By Jim Miller

The CFT made history in 2016 when it became the first statewide labor organization in the United States to adopt a Climate Justice Agenda. When Resolution 29 was brought before delegates to the CFT Convention, I presented the history of my local union in forging the San Diego and Imperial Counties Labor Council Environmental Caucus, the first such body in the nation.

Based on the mission statement of our San Diego caucus, Resolution 29 commits the CFT to educating members about climate change, pushing for green legislation, moving toward divestment in fossil fuels, and establishing a Climate Justice Task Force within CFT.

Resolution 29 was put forward by the union’s Labor in the Schools Committee, and brought to the floor immediately following guest speaker and labor historian Jeremy Brecher, who lauded our efforts and called for marrying economic and environmental justice.

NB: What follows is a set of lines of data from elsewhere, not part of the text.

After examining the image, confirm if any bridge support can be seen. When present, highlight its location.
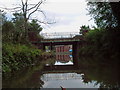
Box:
[72,42,79,68]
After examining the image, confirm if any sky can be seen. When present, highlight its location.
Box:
[0,0,95,33]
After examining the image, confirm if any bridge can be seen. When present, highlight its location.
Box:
[32,32,83,65]
[40,32,80,39]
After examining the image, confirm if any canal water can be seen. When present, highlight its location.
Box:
[3,45,120,90]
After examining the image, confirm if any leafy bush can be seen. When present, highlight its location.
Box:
[2,43,42,73]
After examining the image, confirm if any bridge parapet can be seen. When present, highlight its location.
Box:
[40,32,80,39]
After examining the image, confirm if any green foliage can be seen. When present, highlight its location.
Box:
[87,2,118,28]
[29,20,42,34]
[2,21,15,42]
[2,43,42,73]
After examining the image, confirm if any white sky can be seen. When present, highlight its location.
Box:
[0,0,95,33]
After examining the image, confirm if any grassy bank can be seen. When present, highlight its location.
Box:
[2,43,52,74]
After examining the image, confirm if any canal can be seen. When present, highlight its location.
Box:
[2,46,120,90]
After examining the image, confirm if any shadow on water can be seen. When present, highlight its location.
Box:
[3,45,120,90]
[79,57,120,90]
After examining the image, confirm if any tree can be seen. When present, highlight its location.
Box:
[2,0,54,40]
[87,2,118,28]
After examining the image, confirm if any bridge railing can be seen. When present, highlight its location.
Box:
[40,32,80,39]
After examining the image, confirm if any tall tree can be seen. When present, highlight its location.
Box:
[87,2,119,28]
[2,0,54,40]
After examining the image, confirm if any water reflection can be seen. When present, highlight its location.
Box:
[54,45,73,65]
[41,73,99,88]
[79,57,120,89]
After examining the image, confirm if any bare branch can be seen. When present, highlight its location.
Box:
[37,9,46,18]
[27,1,42,11]
[0,7,21,10]
[28,1,42,19]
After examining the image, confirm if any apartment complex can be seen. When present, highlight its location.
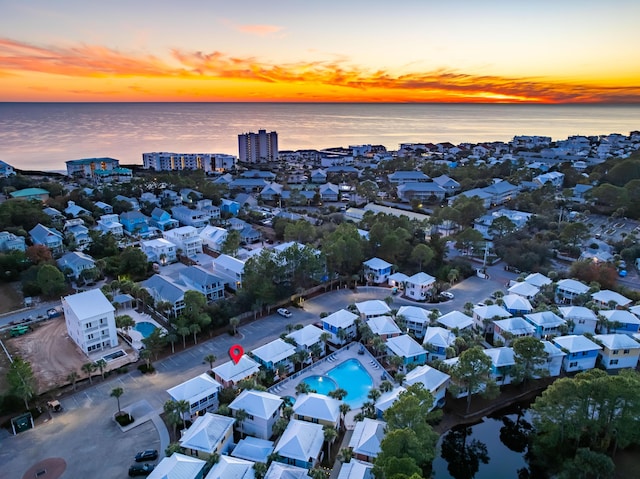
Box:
[238,130,278,163]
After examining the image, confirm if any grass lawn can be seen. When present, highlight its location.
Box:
[0,283,22,314]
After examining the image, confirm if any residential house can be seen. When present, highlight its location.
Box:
[162,226,202,258]
[29,223,64,254]
[542,340,566,378]
[348,417,387,463]
[422,326,456,361]
[229,389,284,439]
[251,338,296,372]
[149,207,180,231]
[591,289,631,308]
[593,334,640,370]
[473,304,511,334]
[167,373,222,420]
[179,265,224,303]
[558,306,598,334]
[0,231,27,253]
[599,309,640,336]
[178,412,235,461]
[120,210,149,235]
[482,346,516,385]
[386,334,428,369]
[213,254,244,291]
[293,393,342,430]
[403,364,451,409]
[367,316,402,340]
[322,309,358,344]
[198,225,229,253]
[493,316,536,346]
[211,354,260,388]
[62,289,118,355]
[56,251,96,281]
[396,306,429,338]
[140,238,178,265]
[205,455,255,479]
[404,272,436,301]
[556,279,589,304]
[98,214,124,238]
[552,335,601,373]
[436,310,473,331]
[363,258,392,284]
[141,274,187,317]
[502,294,533,316]
[356,299,391,320]
[147,452,207,479]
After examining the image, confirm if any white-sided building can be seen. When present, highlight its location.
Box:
[62,289,118,354]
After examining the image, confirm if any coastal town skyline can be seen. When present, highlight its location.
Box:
[0,0,640,103]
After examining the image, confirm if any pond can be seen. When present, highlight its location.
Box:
[432,405,533,479]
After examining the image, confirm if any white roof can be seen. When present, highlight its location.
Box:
[593,334,640,349]
[387,334,426,358]
[251,338,296,364]
[349,418,387,457]
[367,316,402,335]
[364,258,392,271]
[274,419,324,462]
[591,289,631,306]
[231,436,274,464]
[322,309,358,329]
[356,299,391,316]
[147,452,206,479]
[64,288,115,319]
[287,324,324,347]
[553,334,600,353]
[205,455,256,479]
[482,346,516,368]
[179,412,235,454]
[213,354,260,383]
[404,364,451,391]
[167,373,221,404]
[422,326,456,348]
[229,389,283,419]
[293,393,340,423]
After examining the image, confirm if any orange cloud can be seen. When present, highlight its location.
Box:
[0,39,640,103]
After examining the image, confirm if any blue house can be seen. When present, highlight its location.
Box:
[120,211,149,234]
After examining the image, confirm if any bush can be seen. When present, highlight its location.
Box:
[116,413,134,427]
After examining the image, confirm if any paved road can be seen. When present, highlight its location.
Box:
[0,266,515,479]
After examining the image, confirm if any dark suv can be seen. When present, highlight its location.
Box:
[136,449,158,462]
[129,463,155,477]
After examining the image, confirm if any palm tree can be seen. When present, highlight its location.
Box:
[95,358,107,379]
[67,371,80,391]
[109,388,124,416]
[81,363,96,384]
[322,426,338,460]
[204,354,218,369]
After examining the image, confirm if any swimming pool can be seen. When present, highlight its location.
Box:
[303,359,373,408]
[133,321,156,338]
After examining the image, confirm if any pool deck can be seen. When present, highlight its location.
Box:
[269,343,393,429]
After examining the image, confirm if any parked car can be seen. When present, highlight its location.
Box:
[136,449,158,462]
[129,463,155,477]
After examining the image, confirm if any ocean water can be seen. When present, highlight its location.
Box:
[0,103,640,170]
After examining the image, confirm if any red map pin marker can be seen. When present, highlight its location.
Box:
[229,344,244,364]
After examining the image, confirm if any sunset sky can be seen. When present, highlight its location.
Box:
[0,0,640,103]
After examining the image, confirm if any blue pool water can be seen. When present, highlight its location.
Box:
[133,321,156,338]
[303,359,373,408]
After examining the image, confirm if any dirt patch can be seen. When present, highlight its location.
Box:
[6,317,95,393]
[22,457,67,479]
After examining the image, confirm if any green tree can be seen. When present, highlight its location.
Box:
[7,356,37,409]
[511,336,549,384]
[450,346,497,412]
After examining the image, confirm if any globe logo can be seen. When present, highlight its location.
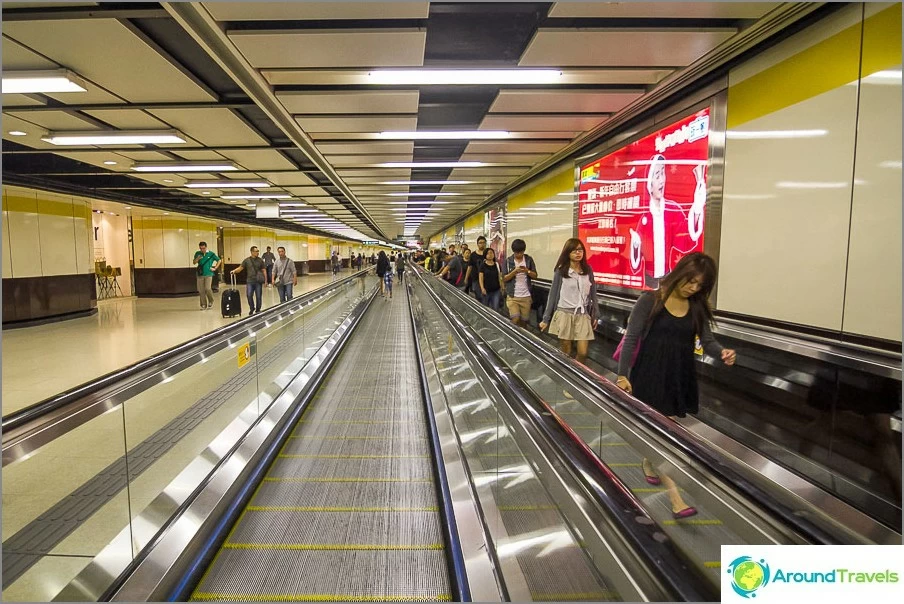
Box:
[728,556,769,598]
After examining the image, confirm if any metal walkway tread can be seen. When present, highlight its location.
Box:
[192,288,451,602]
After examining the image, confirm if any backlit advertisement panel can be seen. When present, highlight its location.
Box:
[578,108,710,289]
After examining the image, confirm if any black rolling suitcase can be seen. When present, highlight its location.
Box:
[220,275,242,318]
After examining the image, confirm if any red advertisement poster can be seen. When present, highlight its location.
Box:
[578,108,709,289]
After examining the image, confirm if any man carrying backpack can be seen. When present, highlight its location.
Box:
[502,239,537,327]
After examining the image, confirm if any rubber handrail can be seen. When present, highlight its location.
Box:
[2,269,372,432]
[416,270,718,602]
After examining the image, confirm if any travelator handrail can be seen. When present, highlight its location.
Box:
[531,279,901,380]
[420,266,852,545]
[2,267,373,466]
[415,269,718,602]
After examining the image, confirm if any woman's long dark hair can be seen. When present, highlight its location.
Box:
[647,252,716,335]
[553,237,590,279]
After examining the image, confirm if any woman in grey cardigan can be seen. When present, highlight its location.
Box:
[616,253,736,518]
[540,239,599,363]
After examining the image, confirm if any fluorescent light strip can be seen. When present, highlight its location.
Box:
[41,130,185,145]
[2,69,88,94]
[377,180,474,185]
[377,161,486,168]
[367,69,562,86]
[383,193,464,197]
[183,180,270,189]
[220,193,292,199]
[377,130,512,140]
[132,162,238,172]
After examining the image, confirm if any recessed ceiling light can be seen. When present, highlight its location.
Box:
[377,130,512,140]
[377,161,486,168]
[2,69,88,94]
[132,161,238,172]
[367,69,562,86]
[383,193,463,197]
[185,180,270,189]
[220,193,292,199]
[378,180,474,185]
[41,130,185,145]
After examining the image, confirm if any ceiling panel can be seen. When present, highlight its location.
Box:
[249,172,314,187]
[8,111,100,131]
[173,149,223,161]
[151,109,267,147]
[480,113,609,132]
[229,29,427,69]
[549,2,779,19]
[85,109,169,130]
[296,115,417,132]
[519,29,735,67]
[3,19,214,102]
[465,141,568,153]
[222,149,298,171]
[276,90,420,113]
[204,2,430,21]
[490,90,644,113]
[317,141,414,156]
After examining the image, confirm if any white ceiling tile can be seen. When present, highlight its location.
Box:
[317,141,414,156]
[519,29,735,67]
[277,90,420,113]
[229,29,427,69]
[296,115,417,132]
[490,90,644,113]
[549,2,779,19]
[465,141,568,153]
[85,109,169,130]
[9,111,99,131]
[204,1,430,21]
[151,109,267,147]
[222,149,298,172]
[3,19,214,102]
[480,113,609,132]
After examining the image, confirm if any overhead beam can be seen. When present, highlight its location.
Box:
[3,2,169,22]
[162,2,388,240]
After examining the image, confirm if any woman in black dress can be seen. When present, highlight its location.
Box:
[616,253,736,518]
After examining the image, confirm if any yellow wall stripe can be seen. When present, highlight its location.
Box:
[508,165,574,212]
[728,4,901,128]
[223,543,444,552]
[191,591,452,602]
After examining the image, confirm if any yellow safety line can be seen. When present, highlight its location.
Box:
[192,591,452,602]
[245,505,439,512]
[298,419,413,426]
[497,505,559,512]
[663,518,722,526]
[264,476,433,482]
[277,453,430,458]
[530,591,618,602]
[223,543,444,551]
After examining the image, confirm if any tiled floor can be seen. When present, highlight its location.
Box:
[3,270,342,416]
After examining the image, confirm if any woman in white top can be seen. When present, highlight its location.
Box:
[540,238,599,363]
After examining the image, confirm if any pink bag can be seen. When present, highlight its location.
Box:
[612,331,641,367]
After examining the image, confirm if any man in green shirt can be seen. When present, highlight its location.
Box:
[192,241,220,310]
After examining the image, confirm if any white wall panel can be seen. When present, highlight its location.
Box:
[7,190,41,278]
[717,86,857,329]
[139,216,166,268]
[163,217,192,268]
[844,66,902,341]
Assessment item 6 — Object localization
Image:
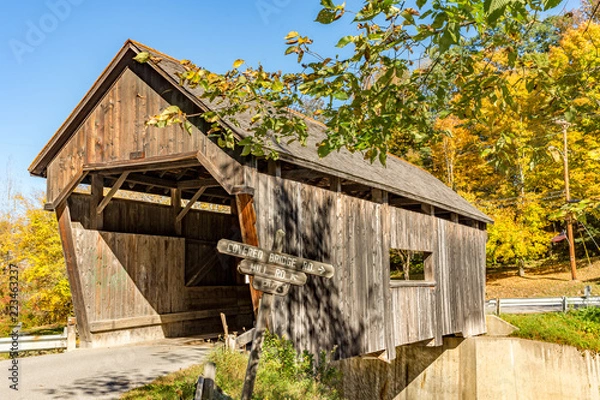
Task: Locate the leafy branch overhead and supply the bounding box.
[136,0,559,163]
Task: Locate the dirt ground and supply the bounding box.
[485,260,600,299]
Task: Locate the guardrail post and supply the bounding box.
[496,297,500,316]
[65,317,77,351]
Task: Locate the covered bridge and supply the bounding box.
[30,41,490,359]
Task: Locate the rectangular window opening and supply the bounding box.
[390,249,434,282]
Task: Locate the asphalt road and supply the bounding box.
[0,341,210,400]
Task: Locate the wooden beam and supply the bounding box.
[90,306,251,333]
[127,174,177,189]
[96,172,129,215]
[421,204,435,215]
[329,176,342,193]
[56,202,91,345]
[52,171,87,210]
[267,160,281,178]
[83,152,200,173]
[177,179,220,190]
[90,174,104,230]
[390,197,421,206]
[371,189,389,205]
[342,183,371,192]
[175,186,206,222]
[235,194,262,315]
[171,189,183,236]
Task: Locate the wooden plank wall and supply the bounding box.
[46,124,85,202]
[48,63,253,206]
[391,287,436,346]
[255,174,389,357]
[255,174,486,358]
[63,194,252,346]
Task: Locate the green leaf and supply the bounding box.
[335,35,355,48]
[542,0,562,11]
[162,106,181,115]
[315,9,335,25]
[242,145,252,157]
[321,0,335,9]
[133,51,150,64]
[183,120,194,135]
[284,31,300,40]
[202,111,219,122]
[333,91,349,101]
[271,79,283,92]
[565,110,575,122]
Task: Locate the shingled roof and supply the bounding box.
[29,40,492,223]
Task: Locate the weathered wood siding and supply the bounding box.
[391,287,436,346]
[255,174,486,357]
[48,64,253,206]
[63,194,252,346]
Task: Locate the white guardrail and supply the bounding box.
[485,297,600,315]
[0,318,77,353]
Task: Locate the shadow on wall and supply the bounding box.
[268,181,364,359]
[335,338,470,400]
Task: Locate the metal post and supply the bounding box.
[242,229,284,400]
[561,121,577,281]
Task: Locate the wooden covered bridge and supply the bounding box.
[30,41,490,359]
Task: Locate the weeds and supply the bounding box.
[502,307,600,353]
[122,333,341,400]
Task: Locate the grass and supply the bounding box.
[502,307,600,353]
[121,364,204,400]
[121,334,341,400]
[486,261,600,299]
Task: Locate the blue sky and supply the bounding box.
[0,0,573,203]
[0,0,360,202]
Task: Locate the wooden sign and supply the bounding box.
[252,275,290,296]
[224,229,333,400]
[217,239,334,278]
[238,260,306,286]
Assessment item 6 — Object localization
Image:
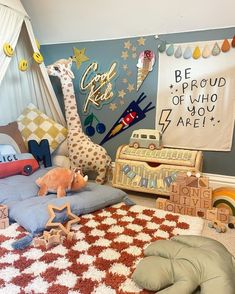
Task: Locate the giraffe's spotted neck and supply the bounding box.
[60,76,82,132]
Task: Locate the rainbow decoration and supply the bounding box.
[212,187,235,216]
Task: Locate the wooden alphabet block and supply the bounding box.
[180,186,190,197]
[156,198,167,210]
[186,176,198,188]
[170,194,180,204]
[166,200,175,212]
[190,187,201,198]
[195,207,207,218]
[206,207,218,221]
[200,198,212,209]
[190,197,201,207]
[0,204,8,219]
[180,196,190,206]
[0,217,9,229]
[185,206,196,216]
[201,188,212,199]
[170,183,180,194]
[217,208,229,223]
[198,177,209,188]
[175,203,185,214]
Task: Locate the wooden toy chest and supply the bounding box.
[113,145,202,196]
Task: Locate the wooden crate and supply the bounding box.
[113,145,202,196]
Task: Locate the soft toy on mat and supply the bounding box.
[36,167,88,197]
[132,236,235,294]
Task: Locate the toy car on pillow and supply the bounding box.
[0,153,39,179]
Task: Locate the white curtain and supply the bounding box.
[0,0,66,125]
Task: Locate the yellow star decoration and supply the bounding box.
[73,47,89,68]
[122,64,128,70]
[121,51,129,60]
[127,84,134,92]
[109,103,117,111]
[46,203,80,235]
[137,37,146,46]
[118,89,126,98]
[132,53,137,58]
[124,40,131,49]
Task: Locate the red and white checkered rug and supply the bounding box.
[0,203,203,294]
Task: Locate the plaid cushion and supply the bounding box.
[17,103,67,153]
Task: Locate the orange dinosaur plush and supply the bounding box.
[36,167,88,197]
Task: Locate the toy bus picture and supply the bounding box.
[0,153,39,178]
[129,129,162,150]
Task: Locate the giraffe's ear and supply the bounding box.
[67,68,74,79]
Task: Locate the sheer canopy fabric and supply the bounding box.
[0,0,66,125]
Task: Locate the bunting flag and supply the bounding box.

“Facing a historic environmental crisis that threatens our survival,” the resolution calls upon the labor movement, as a historical force for progressive change, to “play a powerful role in calling for swift action to address the climate crisis and in producing tangible solutions that will ensure we are strengthening, not weakening, our middle class as we transition to a more sustainable economy.” The looming threat of climate change calls on CFT to be part of the larger movement pushing for such a revolution in values.

As Naomi Klein put it when speaking to one of Canada’s largest labor unions last year: “Climate change — when its full economic and moral implications are understood — is the most powerful weapon progressives have ever had in the fight for equality and social justice. But first, we have to stop running away from the climate crisis, stop leaving it to the environmentalists, and look at it. Let ourselves absorb the fact that the industrial revolution that led to our society’s prosperity is now destabilizing the natural systems on which all of life depends.”

After the Convention, the Climate Justice Task Force crafted a mission statement making it a permanent part of the CFT’s work and recommended the Executive Council commit our union to ongoing member education, incorporate a climate justice question on our candidate endorsement questionnaire, make climate a part of CFT’s legislative agenda, and promote community partnerships with environmental groups and environmental caucuses in local unions and central labor councils.

The Executive Council approved the recommendations and they were publicly unveiled at Convention 2017 in Sacramento in concert with an appearance by climate justice advocate Tom Steyer. At the Convention, the task force organized a panel discussion on how to present climate justice issues to members and students and distributed its first educational materials.

Since then, the AFT has adopted a similar resolution, promising greater climate awareness in AFT local unions and statewide organizations across the United States.

In addition, the Climate Justice Task Force has led CFT in supporting successful legislation calling for divestment from coal, and has partnered with 350.org and others to promote divestment of our pension funds from fossil fuels. As we move forward, the Climate Justice Task Force will continue as part of the Labor in the Schools Committee.

In these dark times, with the Trump administration doing everything it can to promote climate denial and roll back federal efforts to address climate change, it is our goal to be one of the lights in the darkness, calling for sanity in the face of the grave threats that face us.

Jim Miller is an instructor of English and labor studies at San Diego City College and political action vice president for the AFT Guild, San Diego and Grossmont-Cuyamaca Community Colleges, Local 1931. Miller is a member of the CFT Labor in the Schools Committee and the CFT Climate Justice Task Force.

Our Climate Justice Agenda

  • Engage our members and the community about labor’s role in advocating for tangible solutions to the climate crisis that simultaneously strengthen our middle class.
  • Let our members know that good green jobs don’t kill construction projects, but rather can actually increase economic opportunity.
  • Work to ensure a just transition for working people by insisting that those who might be displaced are retrained for the new economy, and that the green economy must create career union opportunities.
  • Build and sustain real partnerships with the local environmental movement and community groups committed to economic and environmental justice.
  • Push for bold new political and policy initiatives that effectively address economic inequality and climate change.
  • Ensure that candidates’ positions on climate justice are part of CFT’s evaluation for endorsement in political races.
  • Insist that we work towards ending all of our retirement systems’ investments in fossil fuels and other commercial enterprises that are contributing to catastrophic climate change.
  • Promote legislation that moves us toward sustainability and climate justice.

Five ways you can take action

  • Share the CFT’s climate justice educational materials with your colleagues and friends. Find them in our toolkit. 

  • Promote education about climate change and climate justice with your students and in your community.
  • Help design curriculum across disciplines to educate your students.
  • Start an environmental caucus in your local union and your central labor council.
  • Work politically and legislatively to support climate justice.